Beyond the need for artificial lift, liquids-rich shales are good candidates for refracs as well as enhanced oil recovery. Shales respond very well to refracs, achieving a much higher success rate than conventional reservoirs. On the EOR front, testing of both mechanical and chemical techniques is occurring in some shales.
A good example is microemulsions that incorporate carbon dioxide. This is a relatively inexpensive chemical technology that could prove very beneficial, especially in formations that do not yield to pure mechanical solutions. The microemulsions clean oil from the rock and mobilize it. They can be applied either as flood treatments or as part of frac treatments. Initial laboratory test results on cores look very promising.
Longer-term, I fully expect to see full-scale CO2 EOR projects in both oil and gas shale plays. The benefits of carbon dioxide flooding are well understood in oil reservoirs, but initial work in CO2 sequestration suggests that carbon dioxide molecules also can displace gas molecules absorbed on the rock. There can be substantial amounts of absorbed gas in place, and it is typically richer gas (ethanes, propanes and butanes).

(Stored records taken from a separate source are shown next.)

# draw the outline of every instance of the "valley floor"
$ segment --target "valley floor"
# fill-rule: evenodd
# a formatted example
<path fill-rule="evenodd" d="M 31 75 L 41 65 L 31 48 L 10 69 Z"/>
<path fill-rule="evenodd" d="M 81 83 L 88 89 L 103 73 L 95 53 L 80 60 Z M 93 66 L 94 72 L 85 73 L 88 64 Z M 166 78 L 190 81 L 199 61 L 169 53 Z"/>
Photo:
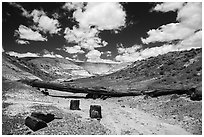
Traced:
<path fill-rule="evenodd" d="M 54 90 L 49 90 L 49 94 L 45 96 L 37 89 L 4 80 L 2 134 L 202 134 L 201 101 L 192 102 L 185 97 L 172 101 L 170 96 L 146 100 L 143 96 L 93 100 L 85 99 L 84 94 Z M 81 110 L 69 109 L 70 100 L 74 99 L 80 100 Z M 102 107 L 100 121 L 89 117 L 90 105 L 95 104 Z M 39 111 L 53 113 L 62 119 L 55 119 L 48 123 L 48 127 L 33 132 L 25 126 L 24 120 L 31 112 Z"/>

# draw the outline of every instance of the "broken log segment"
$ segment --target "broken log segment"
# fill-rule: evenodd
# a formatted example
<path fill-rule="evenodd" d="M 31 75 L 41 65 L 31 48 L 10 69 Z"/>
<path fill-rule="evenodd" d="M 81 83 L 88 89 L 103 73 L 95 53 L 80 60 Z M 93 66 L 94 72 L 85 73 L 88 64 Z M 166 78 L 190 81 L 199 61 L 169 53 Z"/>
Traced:
<path fill-rule="evenodd" d="M 149 91 L 134 91 L 134 92 L 120 92 L 113 89 L 106 89 L 106 88 L 78 88 L 73 87 L 69 84 L 62 84 L 62 83 L 54 83 L 54 82 L 46 82 L 40 80 L 19 80 L 22 83 L 28 84 L 32 87 L 39 87 L 39 88 L 47 88 L 53 90 L 59 90 L 64 92 L 72 92 L 72 93 L 88 93 L 92 98 L 95 98 L 98 95 L 104 96 L 111 96 L 111 97 L 122 97 L 122 96 L 139 96 L 139 95 L 149 95 L 151 97 L 158 97 L 163 95 L 170 95 L 170 94 L 188 94 L 192 95 L 192 98 L 195 100 L 202 99 L 202 89 L 201 90 L 193 90 L 195 88 L 180 88 L 180 89 L 152 89 Z M 197 88 L 196 88 L 197 89 Z M 198 91 L 198 92 L 196 92 Z M 194 95 L 195 94 L 195 95 Z M 87 96 L 87 98 L 89 95 Z M 99 96 L 100 97 L 100 96 Z"/>
<path fill-rule="evenodd" d="M 39 87 L 39 88 L 47 88 L 53 90 L 59 90 L 64 92 L 72 92 L 72 93 L 89 93 L 92 94 L 94 97 L 97 95 L 106 95 L 106 96 L 113 96 L 113 97 L 122 97 L 122 96 L 138 96 L 141 95 L 141 92 L 131 92 L 131 93 L 121 93 L 115 90 L 109 89 L 94 89 L 94 88 L 78 88 L 72 87 L 69 84 L 61 84 L 61 83 L 54 83 L 54 82 L 47 82 L 47 81 L 40 81 L 40 80 L 20 80 L 20 82 L 28 84 L 32 87 Z"/>
<path fill-rule="evenodd" d="M 32 117 L 35 117 L 37 119 L 41 119 L 42 121 L 45 121 L 46 123 L 51 122 L 52 120 L 55 119 L 55 115 L 54 114 L 44 114 L 42 112 L 32 112 L 31 113 Z"/>
<path fill-rule="evenodd" d="M 80 103 L 80 100 L 71 100 L 70 101 L 70 109 L 71 110 L 81 110 L 79 108 L 79 103 Z"/>

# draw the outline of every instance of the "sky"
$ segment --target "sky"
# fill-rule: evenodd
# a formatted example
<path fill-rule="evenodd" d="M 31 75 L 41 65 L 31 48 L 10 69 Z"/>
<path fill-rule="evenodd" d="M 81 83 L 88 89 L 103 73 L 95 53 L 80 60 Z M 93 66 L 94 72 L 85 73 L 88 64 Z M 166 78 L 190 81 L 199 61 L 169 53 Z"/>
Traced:
<path fill-rule="evenodd" d="M 2 3 L 12 56 L 121 63 L 201 47 L 201 2 Z"/>

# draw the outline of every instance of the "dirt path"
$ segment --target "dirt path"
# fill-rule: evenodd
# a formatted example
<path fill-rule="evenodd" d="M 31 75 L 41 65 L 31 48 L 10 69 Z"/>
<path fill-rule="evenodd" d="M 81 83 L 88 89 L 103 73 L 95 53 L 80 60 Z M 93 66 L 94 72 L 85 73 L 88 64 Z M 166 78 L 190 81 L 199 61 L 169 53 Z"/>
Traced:
<path fill-rule="evenodd" d="M 49 91 L 50 94 L 59 95 L 60 92 Z M 21 96 L 19 96 L 21 94 Z M 116 98 L 109 98 L 107 100 L 93 100 L 78 98 L 80 100 L 80 111 L 74 111 L 69 109 L 70 100 L 74 98 L 61 98 L 44 96 L 43 98 L 32 98 L 31 94 L 26 93 L 24 90 L 17 94 L 10 93 L 11 99 L 7 99 L 6 102 L 13 103 L 15 105 L 9 106 L 10 115 L 16 115 L 17 113 L 23 113 L 30 111 L 29 106 L 32 104 L 44 104 L 55 106 L 65 113 L 77 114 L 81 116 L 81 120 L 86 122 L 90 121 L 89 107 L 90 105 L 101 105 L 102 107 L 102 119 L 100 123 L 108 128 L 112 135 L 186 135 L 190 134 L 184 129 L 176 125 L 170 125 L 155 118 L 154 116 L 147 114 L 135 108 L 128 106 L 121 106 L 115 102 Z M 61 92 L 60 96 L 75 96 L 76 94 L 68 94 Z M 15 99 L 14 99 L 15 97 Z M 16 98 L 17 97 L 17 98 Z M 26 107 L 27 106 L 27 107 Z M 15 109 L 14 109 L 15 108 Z M 21 112 L 22 111 L 22 112 Z M 12 112 L 12 113 L 11 113 Z M 14 113 L 16 112 L 16 113 Z"/>
<path fill-rule="evenodd" d="M 57 99 L 57 98 L 55 98 Z M 106 128 L 110 129 L 112 135 L 188 135 L 187 131 L 183 128 L 164 123 L 163 121 L 142 112 L 138 109 L 133 109 L 128 106 L 120 106 L 118 103 L 107 100 L 92 100 L 92 99 L 79 99 L 80 111 L 70 111 L 69 106 L 61 102 L 56 103 L 68 113 L 80 115 L 83 121 L 91 120 L 89 118 L 90 105 L 101 105 L 102 119 L 100 123 Z M 68 104 L 68 103 L 66 103 Z"/>

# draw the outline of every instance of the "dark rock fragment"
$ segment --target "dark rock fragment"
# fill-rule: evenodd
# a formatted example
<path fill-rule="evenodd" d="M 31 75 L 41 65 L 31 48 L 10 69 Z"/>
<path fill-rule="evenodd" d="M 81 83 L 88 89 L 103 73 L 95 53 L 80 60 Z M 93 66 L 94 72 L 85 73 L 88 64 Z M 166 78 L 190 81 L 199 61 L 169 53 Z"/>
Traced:
<path fill-rule="evenodd" d="M 35 118 L 35 117 L 32 117 L 32 116 L 28 116 L 25 119 L 25 125 L 33 131 L 37 131 L 39 129 L 47 127 L 47 124 L 45 121 L 38 119 L 38 118 Z"/>

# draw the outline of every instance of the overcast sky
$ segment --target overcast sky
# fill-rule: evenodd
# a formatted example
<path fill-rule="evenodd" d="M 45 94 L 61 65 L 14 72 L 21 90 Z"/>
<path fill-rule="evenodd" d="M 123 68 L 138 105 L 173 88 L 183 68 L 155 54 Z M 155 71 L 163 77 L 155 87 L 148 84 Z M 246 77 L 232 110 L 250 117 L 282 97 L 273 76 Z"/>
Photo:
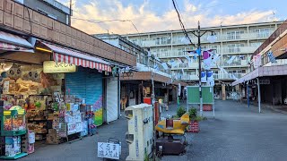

Absorbed gas is not typically produced with free gas because reservoir pressure simply cannot be reduced enough.
The hydrocarbon content of the gas produced in shale plays supports this concept. Initially, shale wells produce gas very high in methane. Over time, methane concentration drops by a small percentage while ethane, propane and butane content increases. This is the absorbed gas coming off the rock as reservoir pressure declines. By displacing absorbed hydrocarbons, CO2 injection represents a potential EOR system to increase recovery rates, especially in deeper and higher-pressure reservoirs such as the Haynesville, Eagle Ford and Bakken.
GEORGE E. KING is a global technology consultant at Apache Corporation with 40 years of industry experience. He began his career with Amoco Production Research. King also served as a petroleum engineering consultant and new technology advocate at BP Amoco, an adjunct professor of petroleum engineering at the University of Tulsa, senior vice president of engineering at Rimrock Energy LLC, and a consultant on completion, stimulation, intervention, shale well fracturing, and workovers. He is a former Society of Petroleum Engineers distinguished lecturer, and has served on numerous SPE committees and workshops. King is a recipient of the Amoco Vice President’s Award for technology, API Service Award, and SPE Production Operations Award. He holds a B.S. in chemistry from Oklahoma State University, and a B.S. in chemical engineering and an M.S. in petroleum engineering from the University of Tulsa.